One of the major areas I left off of the previous reflection was what *I* was hoping to accomplish with my running in 2009. I spend a lot of time and energy helping others become more fit and have more fun doing it, and I can sometimes overlook my own goals. Sure I still get out and exercise and eat mostly well and attempt to be a good example, but I also have concrete goals for myself. Documenting those here is my committment to work on achieving them.
My first goal is to continue to gain running speed. Over the last few years, I have not run speed workouts with intention. Recently, I have begun working them back into my routine, and I am pleased with the small gains of speed I am seeing as a result. To continue this improvement, I am committed to completing one speed workout per week. The intervals will be 400-1600 meters, and I will run 2-3 miles at pace per workout.
The second goal is to complete the Zooma Half Marathon in 1:45. As of now, this is a stretch goal for me. I have run several half marathons at this pace– and significantly faster– but not recently. To achieve this goal, I will complete the speed workout as mentioned above as well as one increasingly-longer long run per week, plus two other runs (one hills, one time). With four quality runs per week, the goal becomes achievable.
The third goal is to continue strength training. By testing the workouts for my well-balanced circuit training class, I am getting in three strength training sessions per week. If I find that these sessions plus the four quality runs are too much– meaning I’m feeling fatigued or getting injured–I need to revise the way in which I work strength training into my workouts.
The fourth goal for running strong in 2009 is to complete a fall marathon. Ideally, I’d love to run the NYC Marathon, as it is well-timed for training in Texas (read: no serious long runs in the summer heat), and it would work into my overall training schedule. But I realize I may not gain entry to the race, so I need to develop some backup options. At this point, the Marine Corps Marathon or the San Antonio Marathon seem like good options.
As far as marathon race training, I plan to continue running half-marathon training lengths for the summer.
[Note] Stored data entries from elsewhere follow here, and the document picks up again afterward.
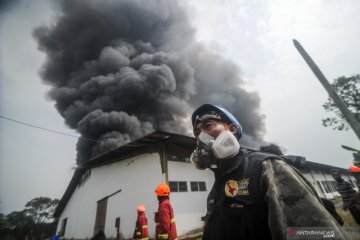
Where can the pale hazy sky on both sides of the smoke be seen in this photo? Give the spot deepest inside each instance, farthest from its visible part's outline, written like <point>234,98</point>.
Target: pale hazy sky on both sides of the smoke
<point>255,35</point>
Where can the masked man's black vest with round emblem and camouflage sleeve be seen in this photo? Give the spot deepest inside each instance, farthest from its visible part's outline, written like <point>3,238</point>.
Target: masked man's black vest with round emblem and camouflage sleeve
<point>259,196</point>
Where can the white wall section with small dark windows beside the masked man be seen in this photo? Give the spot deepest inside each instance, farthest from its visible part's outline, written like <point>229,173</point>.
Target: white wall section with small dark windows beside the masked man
<point>189,206</point>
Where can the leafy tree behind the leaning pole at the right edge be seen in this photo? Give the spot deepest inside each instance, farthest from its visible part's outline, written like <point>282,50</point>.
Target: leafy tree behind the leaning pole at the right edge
<point>348,90</point>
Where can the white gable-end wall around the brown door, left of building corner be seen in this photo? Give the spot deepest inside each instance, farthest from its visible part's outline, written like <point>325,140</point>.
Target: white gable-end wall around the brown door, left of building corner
<point>136,177</point>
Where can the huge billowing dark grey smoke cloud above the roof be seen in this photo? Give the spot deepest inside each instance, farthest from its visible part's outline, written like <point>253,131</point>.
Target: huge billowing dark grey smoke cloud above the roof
<point>122,69</point>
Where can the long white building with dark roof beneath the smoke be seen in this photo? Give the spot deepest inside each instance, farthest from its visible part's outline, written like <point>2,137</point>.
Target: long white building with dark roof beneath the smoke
<point>107,189</point>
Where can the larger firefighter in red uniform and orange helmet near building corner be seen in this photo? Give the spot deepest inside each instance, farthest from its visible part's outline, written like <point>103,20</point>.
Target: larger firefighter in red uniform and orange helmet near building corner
<point>165,227</point>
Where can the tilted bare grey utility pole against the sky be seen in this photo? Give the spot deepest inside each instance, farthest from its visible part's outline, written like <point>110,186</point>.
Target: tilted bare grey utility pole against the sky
<point>349,117</point>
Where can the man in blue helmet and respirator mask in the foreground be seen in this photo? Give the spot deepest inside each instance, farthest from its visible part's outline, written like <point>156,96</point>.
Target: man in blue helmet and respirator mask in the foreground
<point>255,195</point>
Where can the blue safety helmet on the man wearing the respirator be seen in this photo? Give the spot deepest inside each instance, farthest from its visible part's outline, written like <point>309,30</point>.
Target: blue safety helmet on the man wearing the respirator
<point>215,112</point>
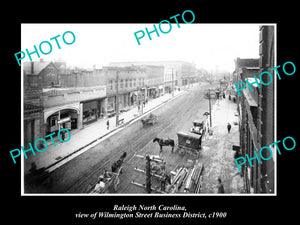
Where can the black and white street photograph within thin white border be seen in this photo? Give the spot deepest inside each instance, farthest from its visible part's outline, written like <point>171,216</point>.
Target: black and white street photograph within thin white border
<point>107,110</point>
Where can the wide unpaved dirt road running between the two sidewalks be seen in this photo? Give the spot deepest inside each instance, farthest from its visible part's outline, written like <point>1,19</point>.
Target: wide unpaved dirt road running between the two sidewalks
<point>76,175</point>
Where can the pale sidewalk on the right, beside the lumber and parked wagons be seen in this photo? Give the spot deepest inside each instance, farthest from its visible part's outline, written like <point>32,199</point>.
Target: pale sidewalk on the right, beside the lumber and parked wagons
<point>218,156</point>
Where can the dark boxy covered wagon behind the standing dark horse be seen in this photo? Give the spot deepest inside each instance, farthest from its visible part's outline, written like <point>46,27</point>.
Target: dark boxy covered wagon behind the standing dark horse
<point>189,143</point>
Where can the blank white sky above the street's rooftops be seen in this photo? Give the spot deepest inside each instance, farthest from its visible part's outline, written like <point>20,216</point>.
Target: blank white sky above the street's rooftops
<point>209,46</point>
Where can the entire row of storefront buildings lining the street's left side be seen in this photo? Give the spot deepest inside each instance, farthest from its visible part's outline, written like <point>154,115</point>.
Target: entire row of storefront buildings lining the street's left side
<point>56,96</point>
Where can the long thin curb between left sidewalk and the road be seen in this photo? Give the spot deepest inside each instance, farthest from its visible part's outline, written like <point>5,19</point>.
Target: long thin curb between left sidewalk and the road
<point>115,129</point>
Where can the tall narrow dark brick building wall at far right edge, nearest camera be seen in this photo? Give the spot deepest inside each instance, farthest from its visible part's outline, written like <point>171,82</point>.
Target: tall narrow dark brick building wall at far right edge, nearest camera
<point>266,112</point>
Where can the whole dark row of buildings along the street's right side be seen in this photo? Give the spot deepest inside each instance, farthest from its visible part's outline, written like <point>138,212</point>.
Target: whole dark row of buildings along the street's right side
<point>256,109</point>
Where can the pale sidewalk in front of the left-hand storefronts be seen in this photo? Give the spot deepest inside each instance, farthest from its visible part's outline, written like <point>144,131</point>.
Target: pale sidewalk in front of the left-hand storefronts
<point>81,138</point>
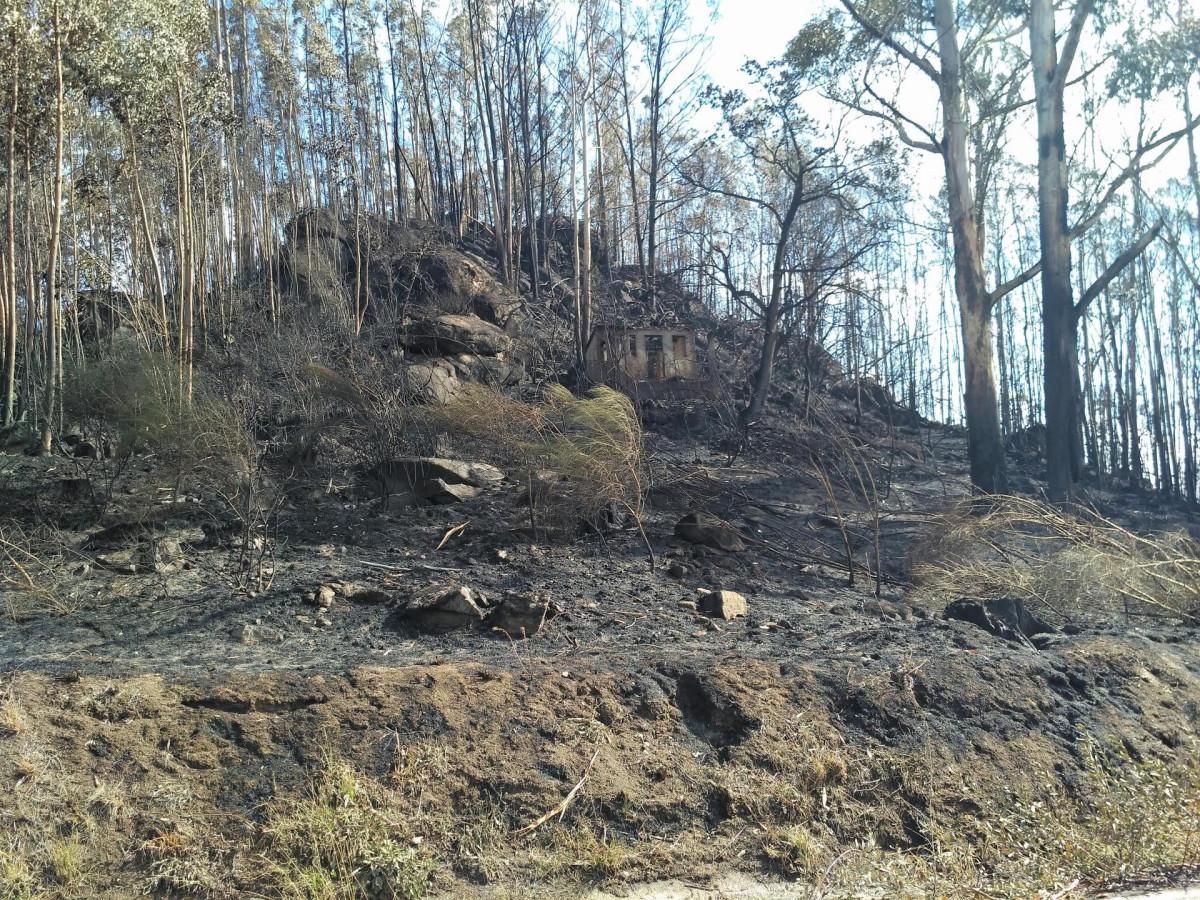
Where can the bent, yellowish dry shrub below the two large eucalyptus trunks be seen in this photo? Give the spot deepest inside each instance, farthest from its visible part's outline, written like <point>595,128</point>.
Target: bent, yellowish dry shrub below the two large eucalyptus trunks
<point>1066,566</point>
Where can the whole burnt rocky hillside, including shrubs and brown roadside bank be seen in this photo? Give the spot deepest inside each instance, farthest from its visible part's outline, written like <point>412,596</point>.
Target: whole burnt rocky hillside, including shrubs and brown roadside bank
<point>340,653</point>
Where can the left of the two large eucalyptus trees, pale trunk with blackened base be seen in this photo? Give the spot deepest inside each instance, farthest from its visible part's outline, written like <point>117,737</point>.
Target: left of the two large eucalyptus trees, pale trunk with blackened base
<point>867,55</point>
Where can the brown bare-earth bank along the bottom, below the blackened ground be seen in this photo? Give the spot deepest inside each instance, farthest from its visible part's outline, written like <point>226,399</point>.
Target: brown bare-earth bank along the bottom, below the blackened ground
<point>691,770</point>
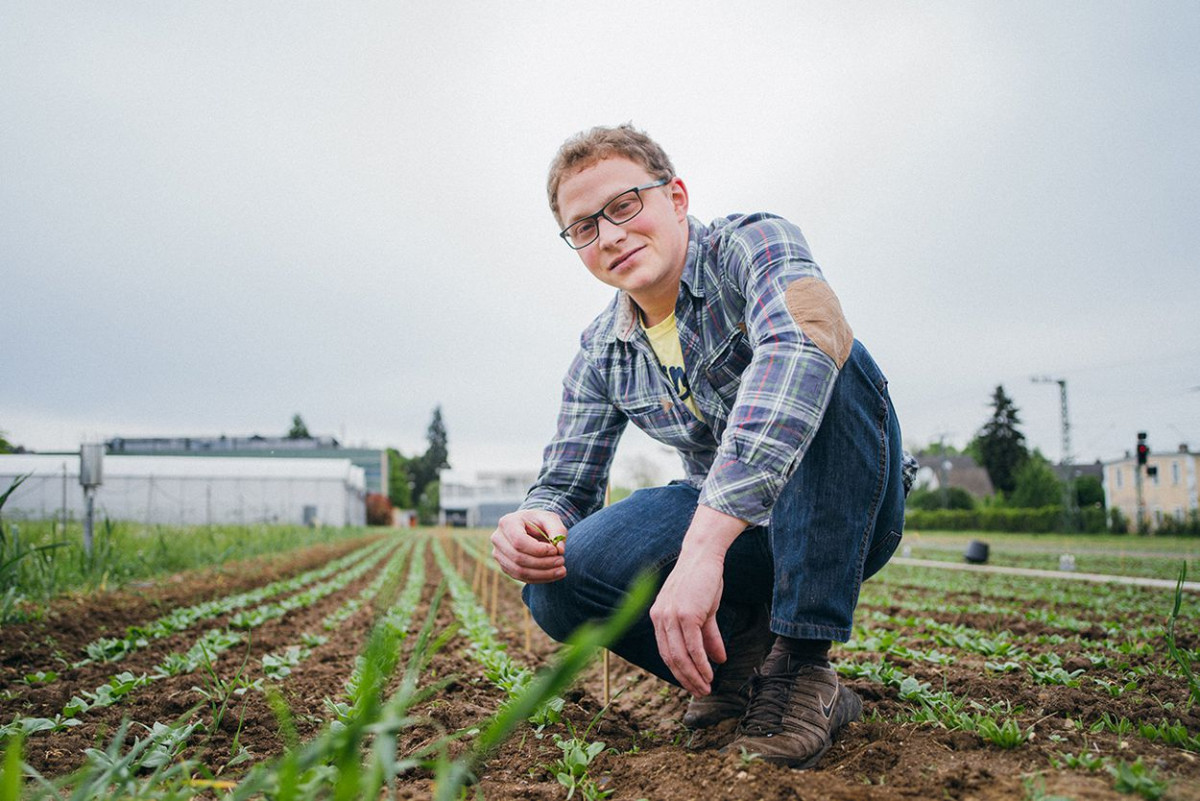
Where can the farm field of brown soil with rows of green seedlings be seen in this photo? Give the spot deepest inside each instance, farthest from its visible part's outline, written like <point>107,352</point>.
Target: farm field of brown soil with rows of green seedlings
<point>976,686</point>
By then, I will know which race is my goal, and I can adjust my full training plan accordingly.
The fifth and final goal for 2009 is to complete the Sunmart 50K trail run. I will be running alongside my father and my uncle. They were there back 1989 when the race originated, and they are stalwarts. My father has run every year but one, when he and my brother took a once-in-a-lifetime trip to Africa to climb Mt. Kilimanjaro. My uncle has toed the line for the past 19 years, and he asked me to join him for #20. How could I say no?
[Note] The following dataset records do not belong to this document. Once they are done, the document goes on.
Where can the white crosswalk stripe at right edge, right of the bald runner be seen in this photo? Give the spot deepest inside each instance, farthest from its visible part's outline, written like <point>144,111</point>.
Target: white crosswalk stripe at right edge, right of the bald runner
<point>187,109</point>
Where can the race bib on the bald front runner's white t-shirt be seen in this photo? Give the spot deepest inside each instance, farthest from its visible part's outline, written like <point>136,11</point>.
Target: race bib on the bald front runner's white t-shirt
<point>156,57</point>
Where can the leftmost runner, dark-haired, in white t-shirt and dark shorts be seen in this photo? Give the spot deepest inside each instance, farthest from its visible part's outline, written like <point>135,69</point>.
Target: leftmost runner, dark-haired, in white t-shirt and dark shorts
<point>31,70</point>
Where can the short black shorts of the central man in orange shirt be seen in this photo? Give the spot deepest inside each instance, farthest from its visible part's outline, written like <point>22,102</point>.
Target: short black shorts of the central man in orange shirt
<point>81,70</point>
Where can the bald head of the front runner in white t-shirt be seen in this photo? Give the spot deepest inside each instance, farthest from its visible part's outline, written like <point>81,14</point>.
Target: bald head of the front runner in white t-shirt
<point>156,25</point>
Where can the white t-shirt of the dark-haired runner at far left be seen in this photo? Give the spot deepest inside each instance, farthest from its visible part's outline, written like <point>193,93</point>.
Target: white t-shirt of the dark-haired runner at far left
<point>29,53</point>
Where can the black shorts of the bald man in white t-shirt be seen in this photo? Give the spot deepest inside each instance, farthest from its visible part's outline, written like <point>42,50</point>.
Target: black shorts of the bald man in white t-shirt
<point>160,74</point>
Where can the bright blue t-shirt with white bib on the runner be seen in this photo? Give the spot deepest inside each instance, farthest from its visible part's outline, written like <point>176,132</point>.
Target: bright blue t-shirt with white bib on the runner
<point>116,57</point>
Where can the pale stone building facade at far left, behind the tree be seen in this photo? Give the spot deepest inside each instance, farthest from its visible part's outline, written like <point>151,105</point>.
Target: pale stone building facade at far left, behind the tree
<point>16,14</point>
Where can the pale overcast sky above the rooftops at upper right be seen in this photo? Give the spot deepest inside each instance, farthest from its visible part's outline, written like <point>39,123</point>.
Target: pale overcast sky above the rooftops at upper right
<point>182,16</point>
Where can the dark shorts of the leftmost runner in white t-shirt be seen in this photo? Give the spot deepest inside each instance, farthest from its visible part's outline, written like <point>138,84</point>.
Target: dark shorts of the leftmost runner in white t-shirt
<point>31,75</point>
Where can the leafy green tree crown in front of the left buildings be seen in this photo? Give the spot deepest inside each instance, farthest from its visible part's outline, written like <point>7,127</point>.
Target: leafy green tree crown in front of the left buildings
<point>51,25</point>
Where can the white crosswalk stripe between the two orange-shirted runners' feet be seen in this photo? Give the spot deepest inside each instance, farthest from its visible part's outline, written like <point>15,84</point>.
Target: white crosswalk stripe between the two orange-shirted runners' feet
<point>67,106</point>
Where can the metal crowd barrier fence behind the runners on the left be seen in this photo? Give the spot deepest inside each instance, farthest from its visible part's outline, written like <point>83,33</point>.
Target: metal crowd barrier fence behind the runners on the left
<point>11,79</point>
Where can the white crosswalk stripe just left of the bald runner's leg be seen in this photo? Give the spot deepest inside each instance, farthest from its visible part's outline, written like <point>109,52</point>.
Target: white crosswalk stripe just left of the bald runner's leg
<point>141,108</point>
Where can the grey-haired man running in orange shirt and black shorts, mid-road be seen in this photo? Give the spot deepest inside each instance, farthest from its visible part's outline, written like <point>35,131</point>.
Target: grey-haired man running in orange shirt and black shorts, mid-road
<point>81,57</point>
So long as the marathon training goes well, 50K at a significantly slower pace is achievable. I think that the weeks in between the fall marathon and the ultra will consist of several hours-long walks with a few jog breaks sprinkled in. The goal is to finish with good health.
Looking back over these goals, I believe they build logically and with reasonable progression. I’m excited for what 2009 holds. While I may never again be as fast as I was in my 20’s, I can still run and enjoy the view.
Good health and great happiness to you.